İlhan Selçuk'un Cumhuriyet'i ne böyle antikomünizm yapardı ne de böyle bel altı vuruş
Pazar günkü Cumhuriyet gazetesinin manşetinde yer alan ‘’Aynı saflar, aynı tezler’’ başlıklı haber yorumda, MHP Genel Başkanı Devlet Bahçeli ile Vatan Partisi Lideri Doğu Perinçek’in görüşleri arasındaki benzerlikleri sıralanıyor; eski ‘’ülkücüler’’le eski ‘’komünistler’’in bugün ‘’çözüm süreci’’ ve ‘’Ermeni sorunu’’ konusunda benzer tezler savunmaları eleştiriliyor.
Cumhuriyet okurlarına, Perinçek’in nasıl bir eski ‘’komünist’’ ‘’Mao Zedung’’ düşüncesi savunucusu olduğu da hatırlatılıyor.
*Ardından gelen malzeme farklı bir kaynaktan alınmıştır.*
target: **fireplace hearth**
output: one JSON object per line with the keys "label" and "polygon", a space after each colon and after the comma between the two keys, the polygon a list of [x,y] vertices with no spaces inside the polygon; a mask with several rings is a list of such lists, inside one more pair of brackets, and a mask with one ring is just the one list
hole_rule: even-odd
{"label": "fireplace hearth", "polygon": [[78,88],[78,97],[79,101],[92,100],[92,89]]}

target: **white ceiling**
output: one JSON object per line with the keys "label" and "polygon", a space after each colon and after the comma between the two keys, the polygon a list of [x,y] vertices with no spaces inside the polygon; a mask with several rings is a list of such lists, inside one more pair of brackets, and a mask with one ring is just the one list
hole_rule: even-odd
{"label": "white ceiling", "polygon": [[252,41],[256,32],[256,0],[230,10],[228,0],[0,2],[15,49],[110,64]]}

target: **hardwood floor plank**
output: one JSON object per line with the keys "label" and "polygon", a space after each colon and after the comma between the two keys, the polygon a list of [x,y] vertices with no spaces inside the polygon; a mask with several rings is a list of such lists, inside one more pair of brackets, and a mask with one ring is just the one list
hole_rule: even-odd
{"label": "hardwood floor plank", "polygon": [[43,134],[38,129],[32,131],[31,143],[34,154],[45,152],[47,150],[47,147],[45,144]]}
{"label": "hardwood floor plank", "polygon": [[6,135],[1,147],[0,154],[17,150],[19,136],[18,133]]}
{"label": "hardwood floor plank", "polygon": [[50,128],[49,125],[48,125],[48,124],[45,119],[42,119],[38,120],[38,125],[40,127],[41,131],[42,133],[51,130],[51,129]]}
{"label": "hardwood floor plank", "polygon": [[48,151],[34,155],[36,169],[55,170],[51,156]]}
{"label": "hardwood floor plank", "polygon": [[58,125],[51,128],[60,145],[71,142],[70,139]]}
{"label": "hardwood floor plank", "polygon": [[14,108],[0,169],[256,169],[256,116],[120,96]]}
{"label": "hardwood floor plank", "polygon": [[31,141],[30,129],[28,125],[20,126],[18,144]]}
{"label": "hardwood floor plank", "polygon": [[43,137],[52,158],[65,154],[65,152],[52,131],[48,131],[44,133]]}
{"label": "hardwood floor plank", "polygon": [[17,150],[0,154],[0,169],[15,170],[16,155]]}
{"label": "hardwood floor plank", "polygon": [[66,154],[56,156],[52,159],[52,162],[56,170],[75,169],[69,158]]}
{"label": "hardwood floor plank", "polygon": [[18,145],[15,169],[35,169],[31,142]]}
Aklımın ermeğe başladığı 1968’li yıllardan beri sadık bir okuyucusu olduğum, 8 yılı aşkın süredir de İsveç, Malmö’den pazar yazıları yazdığım gazetemdeki bu ifadelerden rahatsız oldum. Haberi yazan kişinin adını gizleyerek Cumhuriyet kimliğinin arkasına saklanmasını da kınıyorum..
CUMHURİYET'TE ANTİKOMÜNİZM YAPILMAZDI
Kadim okurları Cumhuriyet’i tanırlar. İlhan Selçuk’un Cumhuriyet’inde hiçbir zaman ‘’anti komünist’’ ifadeler yer almazdı. Cumhuriyet, Kemalist çizgide yayınlarını inançla sürdürürken, Vietnam Savaşı’na Küba ve Çin devrimlerine hep sıcak baktı. İlhan Selçuk’un yazılarında, Lenin ile Mustafa Kemal arasındaki dostluklar sıklıkla vurgulandı. Fidel Kasro, Che Guavera ve Ho Shi Minh ve Enver Hoca’dan sempati ile söz edildi. ‘’Komünist Mao Zedung çizgisinden gelen...’’ şeklindeki bir ifade, İlhan Selçuk’un Cumhuriyet’inde yer bulamazdı.
Cumhuriyet’in genç okurları çekmek için yayınlarında yer verdiği Deniz Gezmiş, Mahir Çayan ve arkadaşları da Sovyetler Birliği, Çin ve Küba devrimlerinin; Mustafa Kemal, Lenin ve Mao Zedung ve Che Guavera düşüncelerinin savunucularıydı.
‘’Bir taraftan komünist Mao Zedung çizgisinden gelen Doğu Perinçek, diğer taraftan temel görev olarak komunizmle mücadeleyi seçmiş ülkücü hareket lideri Devlet Bahçeli bugün seçmen tercihlerini etkileyecek pek çok tartışmalı konuda aynı saflarda buluşuyor..’’ mış.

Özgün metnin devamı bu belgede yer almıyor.